Три дня в тумане солнце заходило…

И на четвертый день безмерно велика,

Как некая духовная река,

Тебя толпа к могиле уносила…

И от свечей в руках, от пламени кадила,

От блеска наших слез, и от живых цветов,

Качавшихся на зелени венков, —

Бессмертие, придя, твой светоч засветило.

И приняла тебя земля твоей Отчизны!

Дороже стала нам одною из могил

Земля, которую, без всякой укоризны,

Ты так мучительно и смело так любил!..

Вскоре после похорон, в феврале 1881 года, И. Аксаков писал Победоносцеву: «Смерть Достоевского — истинное наказание Божие. Только теперь вполне раскрывается нравственное его значение, как учителя для молодых душ. В нем обретали себе опору и смелость высшие, нравственные идеалы, смутно и робко носимые в душе то того, то другого юноши. Ибо, в сущности, «угнетенным» и «оскорбленным» должно считаться религиозное и нравственное чувство в среде русской интеллигенции. Молодому человеку нужна большая доля мужества и самостоятельности, чтобы дерзать питать и исповедовать его в себе»[462].
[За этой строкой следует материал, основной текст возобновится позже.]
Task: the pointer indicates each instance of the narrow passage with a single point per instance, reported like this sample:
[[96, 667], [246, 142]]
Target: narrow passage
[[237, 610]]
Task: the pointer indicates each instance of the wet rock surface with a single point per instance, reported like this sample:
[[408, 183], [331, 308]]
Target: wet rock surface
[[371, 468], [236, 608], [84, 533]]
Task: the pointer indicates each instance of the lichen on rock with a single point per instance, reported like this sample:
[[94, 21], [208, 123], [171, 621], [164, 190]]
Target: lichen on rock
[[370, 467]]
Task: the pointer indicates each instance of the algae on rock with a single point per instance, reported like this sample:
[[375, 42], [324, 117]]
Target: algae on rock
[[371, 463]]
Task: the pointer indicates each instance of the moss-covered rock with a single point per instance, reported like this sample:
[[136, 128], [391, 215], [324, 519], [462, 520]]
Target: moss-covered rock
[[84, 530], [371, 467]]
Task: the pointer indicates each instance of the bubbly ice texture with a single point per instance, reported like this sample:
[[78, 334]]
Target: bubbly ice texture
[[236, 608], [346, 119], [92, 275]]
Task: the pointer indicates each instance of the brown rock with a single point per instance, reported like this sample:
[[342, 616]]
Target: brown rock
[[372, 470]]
«Я поехал поклониться его праху, — пишет Кони. — На полутемной неприветливой лестнице дома на углу Ямской и Кузнечного переулка, где в третьем этаже проживал покойный, было уже довольно много направляющихся к двери, обитой обтрепанной клеенкой. За нею темная передняя комната с тою же скудной и неприхотливой обстановкой, которую я уже видел однажды. Федор Михайлович лежал на невысоком катафалке, так что лицо его было всем видно. Какое лицо! Его нельзя забыть… На нем не было ни того как бы удивленного, ни того окаменело–спокойного выражения, которое бывает у мертвых… Оно говорило, это лицо, оно казалось одухотворенным и прекрасным… Тление еще не успело коснуться, и не печать смерти виднелась на нем, а заря иной, лучшей жизни как будто бросала на него свой отблеск… Я долго не мог оторваться от созерцания этого лица, которое всем своим выражением, казалось, говорило: «Ну да! Это так, — я всегда говорил, что это должно быть так, а теперь я знаю»»[463] .
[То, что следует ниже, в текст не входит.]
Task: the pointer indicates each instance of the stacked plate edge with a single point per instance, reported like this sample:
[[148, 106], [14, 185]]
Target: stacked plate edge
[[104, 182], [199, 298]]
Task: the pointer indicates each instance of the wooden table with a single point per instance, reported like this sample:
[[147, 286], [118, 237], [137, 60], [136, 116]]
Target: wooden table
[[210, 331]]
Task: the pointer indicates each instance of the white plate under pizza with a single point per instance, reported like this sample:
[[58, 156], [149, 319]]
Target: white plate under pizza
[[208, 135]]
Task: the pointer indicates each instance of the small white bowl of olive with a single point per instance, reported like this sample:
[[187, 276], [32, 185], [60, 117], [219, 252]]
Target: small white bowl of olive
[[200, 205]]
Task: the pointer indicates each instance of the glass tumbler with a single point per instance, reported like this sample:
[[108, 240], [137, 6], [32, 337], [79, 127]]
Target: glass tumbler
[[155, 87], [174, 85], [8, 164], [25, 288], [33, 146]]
И Анна Григорьевна вспоминает: «К часу ночи дорогой наш усопший уже возлежал на погребальном возвышении посредине своего кабинета. Пред изголовьем стояла этажерка с образом и горящей лампадой. Лицо усопшего было спокойно, и казалось, что он не умер, а спит и улыбается во сне какой–то узнанной им теперь «великой правде»»[464] .

Существует еще один документ, вполне подтверждающий слова и Анны Григорьевны, и Кони, — замечательный карандашный рисунок «Ф.М. Достоевский на смертном одре», сделанный Крамским на следующий день после смерти. На лице усопшего — «покой субботнего дня». Литератор Достоевский увидел своего Христа и Его Пасху.